Of these properties, 40.7% (131,442) were sold at a loss, with the average shortfall being £24,430 (on average 11.0% of the house price).
Over the same period, 55.6% (179,689) of homes sold for a profit generating an average return of £45,199 per transaction (on average 20.4% of the house price) and the remaining 3.7% (12,051) sold for the purchase price.
Both the probability of making a loss and the size of the average loss have increased significantly since the economic downturn. An analysis of transactions since 1995 shows 91.5% of homes sold for a profit, 7.5% for a loss and 1.0% for original sale price.
Among homeowners that have sold their home at a loss, the most common reason for doing so, cited by 18%, was to purchase a new home at a good price. Divorce or separation was also cited by 14% of loss-makers, the need to upscale by 13% and relocating for work by 12%. 11% of homeowners who sold at a loss say they were forced to do so because they couldn’t afford the mortgage repayments and 8% did so because of a job loss or redundancy.
Looking forward, 13% of homeowners say they are concerned that they may be forced to sell their current home for less than the purchase price, rising to 25% for those aged 18-34.

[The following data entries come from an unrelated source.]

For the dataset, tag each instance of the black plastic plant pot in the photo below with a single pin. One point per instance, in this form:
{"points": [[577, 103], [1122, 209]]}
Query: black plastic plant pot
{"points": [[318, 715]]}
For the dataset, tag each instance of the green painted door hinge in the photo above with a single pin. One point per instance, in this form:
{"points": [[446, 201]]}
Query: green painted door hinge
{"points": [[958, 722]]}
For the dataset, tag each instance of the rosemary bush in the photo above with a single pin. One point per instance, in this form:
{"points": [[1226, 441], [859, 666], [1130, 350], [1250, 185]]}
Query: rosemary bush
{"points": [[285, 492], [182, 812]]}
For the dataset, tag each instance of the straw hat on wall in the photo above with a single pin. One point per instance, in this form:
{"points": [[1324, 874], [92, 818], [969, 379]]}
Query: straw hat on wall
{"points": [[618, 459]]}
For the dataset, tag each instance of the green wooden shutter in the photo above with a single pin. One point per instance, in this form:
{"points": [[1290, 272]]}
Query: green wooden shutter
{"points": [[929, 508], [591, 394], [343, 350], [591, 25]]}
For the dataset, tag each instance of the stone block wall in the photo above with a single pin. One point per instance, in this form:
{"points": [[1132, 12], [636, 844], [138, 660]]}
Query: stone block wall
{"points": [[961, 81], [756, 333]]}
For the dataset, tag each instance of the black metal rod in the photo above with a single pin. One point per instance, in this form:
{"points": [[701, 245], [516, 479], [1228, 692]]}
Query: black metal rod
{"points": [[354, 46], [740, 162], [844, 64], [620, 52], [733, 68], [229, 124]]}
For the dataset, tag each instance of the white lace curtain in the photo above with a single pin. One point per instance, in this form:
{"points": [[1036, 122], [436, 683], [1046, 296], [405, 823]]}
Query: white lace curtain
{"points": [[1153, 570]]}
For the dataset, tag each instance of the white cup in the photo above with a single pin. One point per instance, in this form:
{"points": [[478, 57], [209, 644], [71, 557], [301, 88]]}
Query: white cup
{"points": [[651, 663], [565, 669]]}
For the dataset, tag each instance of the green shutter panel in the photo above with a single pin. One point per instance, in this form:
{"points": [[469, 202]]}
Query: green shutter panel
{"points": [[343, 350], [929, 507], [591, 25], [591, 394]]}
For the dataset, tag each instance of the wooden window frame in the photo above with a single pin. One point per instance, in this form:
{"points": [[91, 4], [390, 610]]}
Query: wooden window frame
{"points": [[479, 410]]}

Sean Oldfield, chief executive officer, Castle Trust said: "Since the downturn, over 130,000 families have made a loss on their home placing them under enormous financial and emotional pressures. When you take into account the costs associated with moving home, from stamp duty to solicitor’s fees, this situation becomes even worse.
"The long-term performance of house prices shows national house price growth in line with national wage growth, but it is clear that individual house prices are really volatile and that home ownership is risky – much more risky than almost everyone appreciates."